The Bernard Bate Prize is established in memory of our colleague, teacher and friend, Associate Professor Bernard Bate. A believer of the College mission with a passion for Singapore, he was a member of the inaugural faculty of Yale-NUS College as an Associate Professor and Head of Studies of Anthropology. He was a linguistic and sociocultural anthropologist whose work involved the theory, ethnography, and history of political oratory and rhetoric with a regional focus in the Tamil worlds of South Asia.

Generosity meant a lot to Professor Bernard Bate. “The older I get, the more I think… cultivating generosity in ourselves is important—and by generosity I mean not just giving things but being open to the way that other people are,” shared Professor Bate. “Ten years from now, I will probably have a different idea but right now, generosity is the value I strive towards.”

His openness to others, and generosity of spirit led Professor Bate to make his colleagues, students, and friends into his family. “He was so much a family man,” said Professor Anju Paul, fellow social sciences at Yale-NUS.

Professor Bate had taught graduate and undergraduate courses on critical, ethnographic and historical approaches to South Asia; language and political practice; gender, nationalism and the public sphere; media, poetics and performance; and contemporary anthropological theory.
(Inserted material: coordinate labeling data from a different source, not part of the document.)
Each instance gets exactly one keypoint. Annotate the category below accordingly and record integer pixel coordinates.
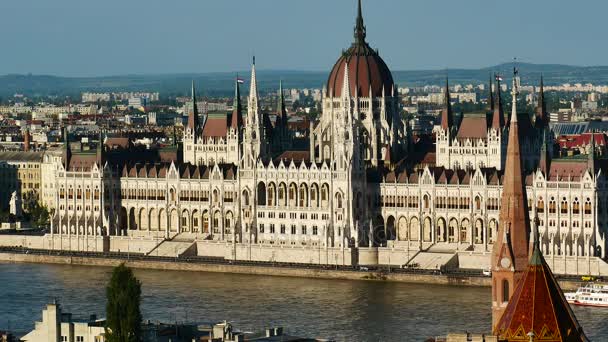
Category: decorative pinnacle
(360, 31)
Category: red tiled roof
(538, 305)
(473, 127)
(581, 140)
(294, 155)
(216, 126)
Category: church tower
(510, 253)
(254, 140)
(192, 130)
(445, 134)
(284, 141)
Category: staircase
(174, 249)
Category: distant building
(19, 171)
(57, 326)
(137, 102)
(95, 97)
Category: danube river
(341, 310)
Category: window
(552, 206)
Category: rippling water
(342, 310)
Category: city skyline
(158, 38)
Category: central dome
(366, 70)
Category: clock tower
(510, 252)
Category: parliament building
(236, 188)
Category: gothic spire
(237, 115)
(498, 116)
(542, 118)
(100, 150)
(490, 96)
(193, 125)
(511, 250)
(447, 119)
(360, 30)
(281, 111)
(67, 150)
(591, 155)
(545, 158)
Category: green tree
(123, 322)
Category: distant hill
(221, 84)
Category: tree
(123, 322)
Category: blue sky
(115, 37)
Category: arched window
(576, 207)
(588, 206)
(564, 206)
(552, 207)
(540, 206)
(261, 193)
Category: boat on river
(589, 295)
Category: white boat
(589, 295)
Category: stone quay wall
(436, 279)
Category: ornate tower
(283, 141)
(498, 115)
(447, 117)
(542, 117)
(510, 253)
(372, 94)
(445, 134)
(254, 140)
(192, 129)
(490, 96)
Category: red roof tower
(510, 253)
(538, 310)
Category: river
(339, 309)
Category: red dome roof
(365, 68)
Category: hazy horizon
(73, 38)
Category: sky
(118, 37)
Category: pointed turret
(281, 111)
(545, 157)
(447, 117)
(100, 150)
(538, 310)
(193, 125)
(490, 96)
(360, 30)
(255, 135)
(591, 155)
(237, 109)
(498, 115)
(510, 252)
(67, 150)
(542, 117)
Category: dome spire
(360, 31)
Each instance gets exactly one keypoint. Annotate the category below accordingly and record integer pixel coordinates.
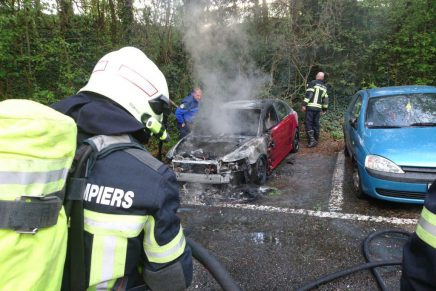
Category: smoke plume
(218, 44)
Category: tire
(296, 142)
(259, 171)
(357, 183)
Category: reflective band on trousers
(108, 261)
(426, 229)
(166, 253)
(25, 178)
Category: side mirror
(353, 121)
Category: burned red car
(248, 140)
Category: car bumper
(388, 187)
(204, 178)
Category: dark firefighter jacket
(130, 205)
(419, 253)
(316, 96)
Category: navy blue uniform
(130, 202)
(185, 113)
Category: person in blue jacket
(187, 111)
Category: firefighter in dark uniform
(315, 102)
(419, 253)
(132, 235)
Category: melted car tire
(296, 142)
(259, 171)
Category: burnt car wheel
(259, 171)
(296, 142)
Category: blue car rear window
(401, 111)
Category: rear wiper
(423, 124)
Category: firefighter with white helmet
(132, 235)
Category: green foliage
(360, 44)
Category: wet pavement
(285, 234)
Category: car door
(289, 124)
(352, 124)
(277, 146)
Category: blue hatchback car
(390, 135)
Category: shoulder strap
(88, 153)
(75, 274)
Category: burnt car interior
(270, 119)
(233, 146)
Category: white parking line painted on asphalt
(336, 195)
(322, 214)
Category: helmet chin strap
(155, 127)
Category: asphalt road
(306, 222)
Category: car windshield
(402, 111)
(230, 122)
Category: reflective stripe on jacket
(37, 146)
(130, 218)
(316, 95)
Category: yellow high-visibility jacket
(37, 146)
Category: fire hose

At Yale-NUS, he had contributed to the design and teaching of “Comparative Social Institutions,” “Modern Social Thought,” “An Anthropology of Literary Culture,” “Tamil Worlds,” and “The Anthropological Imagination.” As a professor, he blurred the distinction between learning inside and outside the classrooms. He served as a confidante, advisor, friend and father to many students, occasionally breaking into Tamil songs during his office hours and lectures. He served as Head of Studies for the anthropology major and as Chair of the Committee on Residential and Co-Curricular Life which fostered faculty engagement in learning opportunities in and outside of the classroom.

In recognition of his service and devotion to Yale-NUS College, the Bernard Bate Prize has been established with gifts from members of the Yale-NUS community to reflect his generosity and connection to the Yale-NUS family. The Bernard Bate Prize will support a student who produces the Best Capstone Project for Anthropology.